Tribunal rules PSNI owes £30m in outstanding holiday pay
The PSNI faces a massive bill after a landmark industrial tribunal decreed that it owes its staff £30m in outstanding holiday pay.
A class action brought by officers and civilian staff resulted in a ruling that unlawful deductions made from their holiday pay entitlements were in breach of fundamental human rights.
It is understood that the 3,700 individual claimants may now expect refunds amounting to several thousand pounds each.
Police Federation chair Mark Lindsay last night said the ruling “will give officers what they are entitled to” and he called on the government to make the restitution payments instead of the PSNI, to avoid any adverse impact on the policing budget.
The case against the PSNI and Police Authority for Northern Ireland was brought by a group of 14 lead claimants representing police constables and sergeants, as well as civilian support workers, such as forensic staff and crime scene surveyors.
Delivering the industrial tribunal’s decision, employment judge Noel Kelly said overtime is often a requirement of the role when it comes to Close Protection or Tactical Support officers, for example, or normal policing duties.
“Overtime can be required when a shift has to be continued beyond the original rostered finishing time — for example to complete a road traffic accident investigation,” he said. “It can also be required in particular geographical areas to deal with local problems such as a local paramilitary feud. It varies at different times of the year and in response to different political climates.”
Lead solicitor on the case, John McShane, of McCartan Turkington Breen (MTB), represented nine of the 11 police officers, for whom the Chief Constable George Hamilton is answerable, and two civilian staff claimants, for whom the Police Authority is answerable.

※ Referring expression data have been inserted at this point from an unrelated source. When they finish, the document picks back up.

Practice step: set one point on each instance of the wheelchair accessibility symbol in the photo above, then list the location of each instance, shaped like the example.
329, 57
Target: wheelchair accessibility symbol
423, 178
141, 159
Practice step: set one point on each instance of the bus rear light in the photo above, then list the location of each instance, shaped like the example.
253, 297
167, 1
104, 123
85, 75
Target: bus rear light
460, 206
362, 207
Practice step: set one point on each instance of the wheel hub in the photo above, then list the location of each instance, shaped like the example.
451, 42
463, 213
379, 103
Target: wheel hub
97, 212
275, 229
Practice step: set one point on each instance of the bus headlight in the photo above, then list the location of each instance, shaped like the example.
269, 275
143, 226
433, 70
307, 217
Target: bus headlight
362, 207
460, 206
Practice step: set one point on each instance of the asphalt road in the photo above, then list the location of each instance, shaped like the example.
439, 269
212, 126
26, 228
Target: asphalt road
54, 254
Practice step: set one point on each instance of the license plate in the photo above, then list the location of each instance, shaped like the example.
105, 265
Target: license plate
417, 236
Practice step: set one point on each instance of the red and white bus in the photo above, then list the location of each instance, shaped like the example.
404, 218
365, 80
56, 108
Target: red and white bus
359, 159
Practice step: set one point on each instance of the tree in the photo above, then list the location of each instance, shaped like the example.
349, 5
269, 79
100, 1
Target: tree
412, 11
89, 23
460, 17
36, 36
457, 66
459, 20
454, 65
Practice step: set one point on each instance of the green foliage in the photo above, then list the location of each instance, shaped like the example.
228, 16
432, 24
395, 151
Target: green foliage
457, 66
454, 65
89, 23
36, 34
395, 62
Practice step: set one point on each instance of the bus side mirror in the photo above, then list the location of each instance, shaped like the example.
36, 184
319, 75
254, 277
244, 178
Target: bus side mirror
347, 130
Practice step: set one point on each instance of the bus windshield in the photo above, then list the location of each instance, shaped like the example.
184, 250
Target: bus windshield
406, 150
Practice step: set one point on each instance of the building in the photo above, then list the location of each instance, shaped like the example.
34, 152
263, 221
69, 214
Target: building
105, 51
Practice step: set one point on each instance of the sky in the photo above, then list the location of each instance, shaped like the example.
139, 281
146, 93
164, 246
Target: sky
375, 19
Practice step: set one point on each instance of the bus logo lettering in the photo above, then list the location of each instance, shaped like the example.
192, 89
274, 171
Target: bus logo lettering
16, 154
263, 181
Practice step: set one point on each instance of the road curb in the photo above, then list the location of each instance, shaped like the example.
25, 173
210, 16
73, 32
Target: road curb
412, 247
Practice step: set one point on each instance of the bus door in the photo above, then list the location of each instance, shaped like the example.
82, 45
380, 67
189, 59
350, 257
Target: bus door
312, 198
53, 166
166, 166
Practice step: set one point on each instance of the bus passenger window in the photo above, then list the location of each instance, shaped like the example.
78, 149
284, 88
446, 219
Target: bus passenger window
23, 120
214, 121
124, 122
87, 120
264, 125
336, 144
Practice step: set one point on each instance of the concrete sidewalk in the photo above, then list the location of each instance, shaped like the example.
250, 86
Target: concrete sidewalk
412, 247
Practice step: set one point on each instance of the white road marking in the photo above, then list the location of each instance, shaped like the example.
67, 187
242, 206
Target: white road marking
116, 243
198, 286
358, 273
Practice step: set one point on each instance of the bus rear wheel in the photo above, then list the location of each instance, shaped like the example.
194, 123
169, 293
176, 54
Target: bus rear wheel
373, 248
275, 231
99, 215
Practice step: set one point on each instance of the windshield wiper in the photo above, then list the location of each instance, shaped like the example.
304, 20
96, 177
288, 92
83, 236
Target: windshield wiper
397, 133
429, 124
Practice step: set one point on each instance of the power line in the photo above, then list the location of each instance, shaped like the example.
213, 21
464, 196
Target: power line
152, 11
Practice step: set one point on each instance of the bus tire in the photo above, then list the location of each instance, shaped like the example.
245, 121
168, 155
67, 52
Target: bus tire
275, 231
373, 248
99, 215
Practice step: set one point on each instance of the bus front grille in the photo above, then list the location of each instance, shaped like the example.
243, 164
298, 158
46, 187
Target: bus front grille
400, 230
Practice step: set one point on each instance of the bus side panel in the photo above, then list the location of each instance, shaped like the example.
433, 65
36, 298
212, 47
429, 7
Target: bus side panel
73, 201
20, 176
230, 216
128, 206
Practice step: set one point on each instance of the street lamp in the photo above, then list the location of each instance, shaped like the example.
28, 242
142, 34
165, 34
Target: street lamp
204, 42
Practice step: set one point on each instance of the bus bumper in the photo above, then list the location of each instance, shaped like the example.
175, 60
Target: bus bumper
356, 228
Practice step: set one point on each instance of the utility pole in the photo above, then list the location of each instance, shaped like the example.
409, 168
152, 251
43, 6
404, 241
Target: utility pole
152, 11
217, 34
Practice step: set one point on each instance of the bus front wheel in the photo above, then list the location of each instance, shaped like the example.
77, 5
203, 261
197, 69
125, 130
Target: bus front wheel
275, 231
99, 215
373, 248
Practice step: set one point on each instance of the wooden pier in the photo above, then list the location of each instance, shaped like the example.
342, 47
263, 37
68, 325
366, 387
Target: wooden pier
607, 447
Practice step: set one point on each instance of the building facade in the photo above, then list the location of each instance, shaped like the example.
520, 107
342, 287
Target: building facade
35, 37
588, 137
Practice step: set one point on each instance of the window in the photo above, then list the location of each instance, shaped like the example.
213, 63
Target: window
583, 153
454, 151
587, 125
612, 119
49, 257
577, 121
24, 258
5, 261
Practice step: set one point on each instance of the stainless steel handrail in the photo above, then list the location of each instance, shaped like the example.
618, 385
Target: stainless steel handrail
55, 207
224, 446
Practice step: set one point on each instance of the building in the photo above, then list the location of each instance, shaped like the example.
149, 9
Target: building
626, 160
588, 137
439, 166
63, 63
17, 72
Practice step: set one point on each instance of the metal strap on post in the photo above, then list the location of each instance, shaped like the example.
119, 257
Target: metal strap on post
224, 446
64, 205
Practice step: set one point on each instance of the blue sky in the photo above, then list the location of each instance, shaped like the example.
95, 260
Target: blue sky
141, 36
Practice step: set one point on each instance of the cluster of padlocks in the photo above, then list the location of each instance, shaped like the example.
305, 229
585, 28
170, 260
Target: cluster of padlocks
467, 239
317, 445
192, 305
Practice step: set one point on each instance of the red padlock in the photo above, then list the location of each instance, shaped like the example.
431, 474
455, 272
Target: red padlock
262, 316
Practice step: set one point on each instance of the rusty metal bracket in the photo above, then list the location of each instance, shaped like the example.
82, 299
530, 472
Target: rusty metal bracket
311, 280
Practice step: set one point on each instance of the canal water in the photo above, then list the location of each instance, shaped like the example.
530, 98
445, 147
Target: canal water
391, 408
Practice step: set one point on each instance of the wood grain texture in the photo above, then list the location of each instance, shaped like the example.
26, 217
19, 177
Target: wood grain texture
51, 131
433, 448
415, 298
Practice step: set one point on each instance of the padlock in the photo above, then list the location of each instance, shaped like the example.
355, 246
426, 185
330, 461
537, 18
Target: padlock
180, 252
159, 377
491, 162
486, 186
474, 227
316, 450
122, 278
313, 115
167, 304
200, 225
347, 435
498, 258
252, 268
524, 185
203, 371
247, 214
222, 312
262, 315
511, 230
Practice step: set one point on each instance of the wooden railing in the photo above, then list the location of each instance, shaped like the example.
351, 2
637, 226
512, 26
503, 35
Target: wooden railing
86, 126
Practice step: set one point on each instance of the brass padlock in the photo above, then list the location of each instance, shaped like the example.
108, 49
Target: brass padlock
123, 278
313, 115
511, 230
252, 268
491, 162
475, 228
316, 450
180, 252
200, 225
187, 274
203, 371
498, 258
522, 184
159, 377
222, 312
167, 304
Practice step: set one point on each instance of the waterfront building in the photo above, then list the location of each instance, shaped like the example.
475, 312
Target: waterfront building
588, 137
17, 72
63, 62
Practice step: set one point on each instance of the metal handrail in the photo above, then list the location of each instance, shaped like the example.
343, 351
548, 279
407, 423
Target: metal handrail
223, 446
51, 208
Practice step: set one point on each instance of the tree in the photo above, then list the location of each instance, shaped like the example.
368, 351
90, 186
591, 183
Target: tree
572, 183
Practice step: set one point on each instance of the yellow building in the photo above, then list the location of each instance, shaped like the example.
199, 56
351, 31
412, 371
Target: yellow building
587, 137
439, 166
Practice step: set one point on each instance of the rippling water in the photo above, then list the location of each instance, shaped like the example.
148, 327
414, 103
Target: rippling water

He said: “The Chief Constable’s failure — and continued failure to date — to pay staff in accordance with the legal requirements resulted in the need for police and civilian staff to incur the cost of pursuing legal proceedings to seek redress for their lawful entitlement to be properly paid whilst on annual leave.”
Mr McShane explained that PSNI holiday pay had been based on working basic contracted hours and hadn’t accounted for any additional hours required.
A high profile case in Great Britain four years ago, however, had determined that pay whilst on annual leave should include an average of overtime and other allowances.
“Cases were pursued here because the PSNI had not sought to comply with these legal obligations,” he said. “The cases also addressed to what extent arrears of these unlawful deductions of wages, backdated to 1998, could be claimed.
“In England and Wales, legislation was introduced to limit any arrears claim to two years. No such equivalent legislation was passed by the Northern Ireland Assembly.”
Mr McShane pointed to Judge Kelly’s ruling that “a failure to provide the right to paid (ie properly and fully paid) annual leave... is an extremely serious matter going to the heart of one of the fundamental rights of the European Union.”
The employment judge added: “An employer is not allowed to sidestep or to avoid the rights guaranteed under a European community directive. In the present claims, the position has been clear to all parties since 2014.
“Overtime payments and allowances should have been included, on some basis within the calculation of holiday pay.
“The present claims appear to highlight a situation where a clear entitlement under the Working Time Directive has
been effectively ignored and avoided for a significant period of time and continues to be avoided. It is particularly concerning that this has been done by a public authority.”
Mark Lindsay, chair of the Police Federation for Northern Ireland, praised the ruling saying it “corrects a long-running disadvantage and delivers significant back payments to officers”.
“The Police Federation represented 2,700 officers at no cost to themselves,” he said.
“A further 800 were engaged in a private action which they had to fund. The cost to the PFNI was over £500,000.
“Legal counsel was shared with the other officers who pursued the private action.”
Mr Lindsay said the ruling “will give officers what they are entitled to” and he called on government “to step in to meet the claim rather than allow it to become a burden on the existing financial allocation”.
“The federation is aware of the financial implications of the ruling,” he added.
“Paying what officers are due should not be allowed to adversely impact on the PSNI budget which is already under strain.”
Deputy Chief Constable Stephen Martin said: “We are considering the findings of this legal judgment which is complex and significant. We continue to be involved in the legal process and as such it would not be appropriate to comment further at this time.”